Despite my love of memoir, and the potential for this book to break through stigma, most of the time it felt intentionally disjointed. I was repeatedly left wondering what the overarching point of the book was, beyond (I assume) having been cathartic to Johnson.
Girl in Need of a Tourniquet chronicles everything from Johnson’s spiral through her affairs with partnered women and men, to her drinking and eating disorders.

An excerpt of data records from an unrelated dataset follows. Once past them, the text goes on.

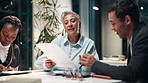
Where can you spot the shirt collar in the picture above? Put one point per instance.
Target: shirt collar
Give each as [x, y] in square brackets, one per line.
[80, 41]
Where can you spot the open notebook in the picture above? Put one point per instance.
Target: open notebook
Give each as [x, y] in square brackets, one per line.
[54, 52]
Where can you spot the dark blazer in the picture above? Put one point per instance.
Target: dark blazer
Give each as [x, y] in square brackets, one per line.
[137, 68]
[13, 56]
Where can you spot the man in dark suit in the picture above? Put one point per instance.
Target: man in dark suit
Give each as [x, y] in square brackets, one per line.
[9, 52]
[124, 18]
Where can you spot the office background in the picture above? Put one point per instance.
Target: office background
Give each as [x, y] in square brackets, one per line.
[94, 21]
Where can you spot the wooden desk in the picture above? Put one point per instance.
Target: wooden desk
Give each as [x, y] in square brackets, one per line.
[46, 77]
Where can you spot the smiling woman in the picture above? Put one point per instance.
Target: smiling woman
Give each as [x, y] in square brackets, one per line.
[73, 43]
[9, 52]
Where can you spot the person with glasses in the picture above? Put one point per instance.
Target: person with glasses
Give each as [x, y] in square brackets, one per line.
[9, 52]
[73, 43]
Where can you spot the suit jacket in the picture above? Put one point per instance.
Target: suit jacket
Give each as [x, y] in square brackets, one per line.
[137, 68]
[13, 56]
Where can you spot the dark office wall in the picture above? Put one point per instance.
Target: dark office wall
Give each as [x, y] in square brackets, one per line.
[23, 10]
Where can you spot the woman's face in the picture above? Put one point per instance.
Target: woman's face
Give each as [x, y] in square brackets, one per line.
[71, 24]
[8, 34]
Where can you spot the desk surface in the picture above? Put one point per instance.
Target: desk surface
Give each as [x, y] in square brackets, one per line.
[47, 78]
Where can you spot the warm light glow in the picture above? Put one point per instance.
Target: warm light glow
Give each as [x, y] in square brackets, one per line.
[95, 8]
[141, 8]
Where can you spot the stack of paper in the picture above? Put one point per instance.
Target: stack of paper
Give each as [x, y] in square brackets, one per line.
[54, 52]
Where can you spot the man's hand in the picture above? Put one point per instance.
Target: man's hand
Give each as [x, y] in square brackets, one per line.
[49, 63]
[87, 60]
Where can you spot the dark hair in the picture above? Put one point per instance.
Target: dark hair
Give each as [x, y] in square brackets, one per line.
[125, 7]
[10, 20]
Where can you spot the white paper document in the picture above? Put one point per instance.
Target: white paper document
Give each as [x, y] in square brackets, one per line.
[54, 52]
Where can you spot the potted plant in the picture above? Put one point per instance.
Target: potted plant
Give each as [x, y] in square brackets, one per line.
[49, 14]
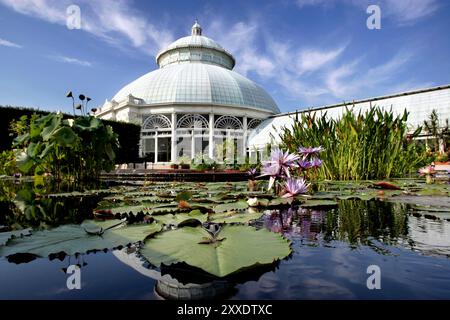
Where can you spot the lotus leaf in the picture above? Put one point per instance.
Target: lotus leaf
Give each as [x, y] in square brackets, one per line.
[71, 239]
[236, 217]
[318, 203]
[232, 206]
[181, 218]
[234, 248]
[6, 236]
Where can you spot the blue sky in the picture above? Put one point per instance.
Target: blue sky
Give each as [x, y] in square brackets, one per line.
[303, 52]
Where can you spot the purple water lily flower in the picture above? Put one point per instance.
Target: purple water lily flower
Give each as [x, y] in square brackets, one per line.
[295, 187]
[252, 172]
[272, 170]
[284, 161]
[310, 151]
[316, 162]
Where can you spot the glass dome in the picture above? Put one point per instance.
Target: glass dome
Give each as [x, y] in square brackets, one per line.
[197, 70]
[198, 83]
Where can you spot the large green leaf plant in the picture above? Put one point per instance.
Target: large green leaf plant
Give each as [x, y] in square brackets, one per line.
[78, 148]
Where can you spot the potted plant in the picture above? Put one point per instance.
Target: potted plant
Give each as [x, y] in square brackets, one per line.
[184, 163]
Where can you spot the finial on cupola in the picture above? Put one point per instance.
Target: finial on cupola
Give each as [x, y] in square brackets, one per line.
[196, 29]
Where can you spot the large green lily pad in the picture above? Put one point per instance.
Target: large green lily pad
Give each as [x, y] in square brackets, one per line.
[318, 203]
[181, 218]
[236, 247]
[236, 217]
[72, 239]
[232, 206]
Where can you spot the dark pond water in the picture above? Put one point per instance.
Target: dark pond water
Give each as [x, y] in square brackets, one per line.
[332, 250]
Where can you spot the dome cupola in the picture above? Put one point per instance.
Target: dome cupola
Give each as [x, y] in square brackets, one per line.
[195, 48]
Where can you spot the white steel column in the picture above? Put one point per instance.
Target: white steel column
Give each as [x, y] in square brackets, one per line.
[193, 143]
[211, 136]
[173, 142]
[156, 147]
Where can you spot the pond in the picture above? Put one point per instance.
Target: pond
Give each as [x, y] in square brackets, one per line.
[334, 240]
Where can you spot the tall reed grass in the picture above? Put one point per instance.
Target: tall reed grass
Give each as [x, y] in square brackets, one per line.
[370, 145]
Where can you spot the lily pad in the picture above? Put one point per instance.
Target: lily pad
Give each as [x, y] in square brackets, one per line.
[235, 217]
[71, 239]
[181, 218]
[234, 248]
[232, 206]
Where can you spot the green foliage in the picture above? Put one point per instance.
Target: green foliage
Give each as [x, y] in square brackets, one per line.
[233, 248]
[203, 162]
[11, 126]
[71, 239]
[439, 131]
[7, 163]
[370, 145]
[77, 148]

The main point becomes her obsessive and dysfunctional relationship with a woman named Emily who cheats on her long-term partner (whom she has a teenage daughter with) in order to have an affair with Johnson.
Chapter after chapter, we watch as their relationship ebbs and flows, and with each ebb Johnson becomes less functional and more obsessive. A key symptom of her borderline personality disorder is what she comes to call “bleeding out,” where she is unable to determine where she ends and another begins. This results in obsessive and failed relationships that consume her life, rendering her unable to teach or even perform basic self-care.
The pages themselves are accented by printed slashes intended to correspond with the self-cutting Johnson was engaging in throught the book. As I read, I went back and forth about their inclusion, unable for much of the book to decide if I found them clever, or an irritating gimmick. Though I think they are a little of both, ultimately I like the way they brought Johnson to life on the page. The printed cuts are an interesting use of space and example of storytelling in their own right.
In some ways, Girl In Need of a Tourniquet read like a mangled and tumultuous panic attack. Stylistically, I found Johnson’s writing strongest when she gives way to those panicked and obsessive words, the “bleeding out,” as she calls it, instead of punctuating the experience with clinical and textbook quotations about the behaviors of those diagnosed with borderline personality disorder.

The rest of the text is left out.